How to Set Up a US Company as a Non-Resident
As we all know, the USA is known to many for having the most technologically advanced and powerful economy to the largest consumer market.
The USA could be the best destination for forming a business as a non-resident and take advantage of the benefits as you get excess to its huge market exposure.
Benefits of forming a US company as a non-resident
Enhanced credibility and brand awareness
Registering a company in the U.S will help the business to enhance the reputation of organizations in the future.
Market Access
The USA company can reach a large consumer base, enabling you to tap into new customers and opportunities.
Tax Benefits
The USA has very favorable tax laws for different businesses, offering potential tax savings and incentive modules.
State Guides Provides More Information About Specific State
If you’re a non-resident Choosing right State is the most crucial part. As a non-resident, you may want to consider Wyoming and Delaware. Both states offer unique advantages for businesses.
Wyoming is known for its low taxes rates and regulations, and providing strong privacy policy protection for entrepreneurs, making it an attractive option for business owners.
Delaware On the other side, can be a preferred choice due to its established precedent and business friendly laws and regulations. Many large businesses choose to establish in Delaware because of its well-established corporate law structure.
When deciding between Wyoming and Delaware, consider factors such as your business needs, industry, and long-term goals. Consulting with a legal or business professional can also provide valuable insights.
LLC vs C-Corp
LLC (Limited Liability Company)
LLCs afford entrepreneurs the benefit of pass-through taxation, where profits and losses are reported on the owners’ individual tax returns. This can lead to potential tax advantages compared to traditional corporate structures.
Wyoming can be a better option for forming LLC, as it was the first state to introduce LLC, and it also has lower annual fees (i.e 60$) compared to Delaware (i.e 300$).
C-Corp (C-Corporation)
C-Corporations offer a distinct advantage in terms of scalability and access to capital, making them an attractive option for businesses with ambitious growth plans.
Delaware can be a better option for forming a c-corp as 70% of the fortune company are registered here.
The main difference between an LLC and a corporation is that an LLC is owned by one or more individuals, whereas a corporation is owned by its shareholders. No matter which entity you choose, both entities offer benefits to your business. Incorporating a business allows you to establish credibility and professionalism. It also provides limited liability protection.
Here are the steps on how to set up a business entity.
- First, choose your business entity
Decide what type of business entity you want to form LLC or c-corp. This can affect different aspects like your taxes and legal liability.
- Next, pick your state
Choosing which state you want to form your company in can be a crucial part as every state has different laws and fees, so do your research!

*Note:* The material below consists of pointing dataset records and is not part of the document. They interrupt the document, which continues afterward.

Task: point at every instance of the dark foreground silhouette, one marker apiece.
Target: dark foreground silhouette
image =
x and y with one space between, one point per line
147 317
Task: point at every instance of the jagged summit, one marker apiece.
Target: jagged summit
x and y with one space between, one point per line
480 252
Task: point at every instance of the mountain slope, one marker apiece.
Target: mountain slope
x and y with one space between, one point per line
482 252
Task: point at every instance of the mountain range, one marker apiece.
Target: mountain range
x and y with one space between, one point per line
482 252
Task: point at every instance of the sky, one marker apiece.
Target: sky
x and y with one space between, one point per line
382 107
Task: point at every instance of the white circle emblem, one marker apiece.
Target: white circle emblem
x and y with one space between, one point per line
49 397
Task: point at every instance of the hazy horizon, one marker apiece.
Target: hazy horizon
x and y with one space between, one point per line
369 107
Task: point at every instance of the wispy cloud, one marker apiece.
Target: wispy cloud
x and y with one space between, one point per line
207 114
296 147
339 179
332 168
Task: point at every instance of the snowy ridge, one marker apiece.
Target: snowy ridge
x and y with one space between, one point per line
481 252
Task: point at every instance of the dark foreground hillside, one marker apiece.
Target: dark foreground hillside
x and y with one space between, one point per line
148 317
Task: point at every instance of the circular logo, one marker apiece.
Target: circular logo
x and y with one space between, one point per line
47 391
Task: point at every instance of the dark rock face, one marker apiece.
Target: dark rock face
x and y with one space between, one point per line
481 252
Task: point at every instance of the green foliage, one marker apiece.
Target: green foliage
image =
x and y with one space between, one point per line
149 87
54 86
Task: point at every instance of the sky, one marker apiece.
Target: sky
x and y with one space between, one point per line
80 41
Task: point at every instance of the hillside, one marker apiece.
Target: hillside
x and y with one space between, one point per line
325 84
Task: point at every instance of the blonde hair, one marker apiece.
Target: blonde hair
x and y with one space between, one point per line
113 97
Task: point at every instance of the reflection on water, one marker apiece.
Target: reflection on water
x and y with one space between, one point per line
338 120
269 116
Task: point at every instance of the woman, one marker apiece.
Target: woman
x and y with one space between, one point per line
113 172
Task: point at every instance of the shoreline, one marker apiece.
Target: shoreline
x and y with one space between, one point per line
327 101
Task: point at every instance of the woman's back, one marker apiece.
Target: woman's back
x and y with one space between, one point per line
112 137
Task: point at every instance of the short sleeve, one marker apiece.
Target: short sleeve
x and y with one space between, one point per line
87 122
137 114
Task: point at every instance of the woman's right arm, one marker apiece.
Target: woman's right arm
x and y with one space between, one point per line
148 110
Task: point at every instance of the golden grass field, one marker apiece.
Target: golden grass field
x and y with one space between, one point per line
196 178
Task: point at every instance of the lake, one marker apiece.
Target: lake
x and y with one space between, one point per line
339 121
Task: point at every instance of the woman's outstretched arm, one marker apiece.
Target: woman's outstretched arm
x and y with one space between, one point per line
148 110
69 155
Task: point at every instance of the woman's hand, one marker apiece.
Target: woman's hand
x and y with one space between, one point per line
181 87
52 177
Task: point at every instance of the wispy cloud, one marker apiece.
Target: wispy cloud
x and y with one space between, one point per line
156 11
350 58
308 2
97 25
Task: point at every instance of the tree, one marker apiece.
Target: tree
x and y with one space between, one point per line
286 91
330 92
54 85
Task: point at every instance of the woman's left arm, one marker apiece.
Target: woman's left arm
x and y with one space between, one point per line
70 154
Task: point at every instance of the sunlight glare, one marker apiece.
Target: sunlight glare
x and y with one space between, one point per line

- Then, find a registered agent
You can appoint someone from your friends or family who are available during office hours or find a registered agent to receive legal and tax documents on behalf of your company. This is where a registered agent comes in.
- Now, file your formation 4 documents
This is the paperwork that makes your company official. It typically includes things like articles of incorporation.
- Apply for an EIN
EIN Number is a unique identifier for your company that you’ll need for tax purposes. Think of it like a social security number for your business.
- Register for state taxes
Depending on your business type and location, you may need to register for various state taxes, like sales tax and income tax.
- Get any necessary licenses and permits
Finally, make sure you have any licenses or permits you need to legally operate your business. Don’t skip this step!
Types of US Company Taxation Non-Resident should know
1: Double Taxation (C-Corp)
A C corporation, also known as a C corp, is a type of business entity that is taxed separately from its owners (shareholders). Unlike pass-through entities, such as partnerships and S corporations, a C corporation is subject to what is often referred to as “double taxation.
Corporate Income Tax: The C corporation itself is required to file its own tax return (Form 1120) and pay federal income taxes on its profits at the corporate tax rate. The corporate tax rates can vary, and they may be different from individual tax rates.
Dividends Distribution: If the C corporation distributes dividends to its shareholders, those dividends are considered taxable income for the individual shareholders. The shareholders report the dividends on their personal tax returns and pay taxes at their individual tax rates.
2: Pass-Through Taxation (LLC Companies)
Limited Liability Companies and partnerships (Multi Member LLC) can be taxed as a pass-through entity. By default, an LLC and partnership are treated as a partnership for tax purposes, which means the profits and losses of the business “pass through” the LLC and are reported on the individual tax returns of the members (owners) in proportion to their ownership interests.
In pass-through taxation, the LLC itself does not pay federal income taxes. Instead, the individual members are responsible for reporting their share of the LLC’s profits or losses on their personal tax returns and paying taxes at their individual tax rates.
This avoids the double taxation that occurs with some other business structures, such as C corporations, where both the corporation and the shareholders are subject to separate taxation.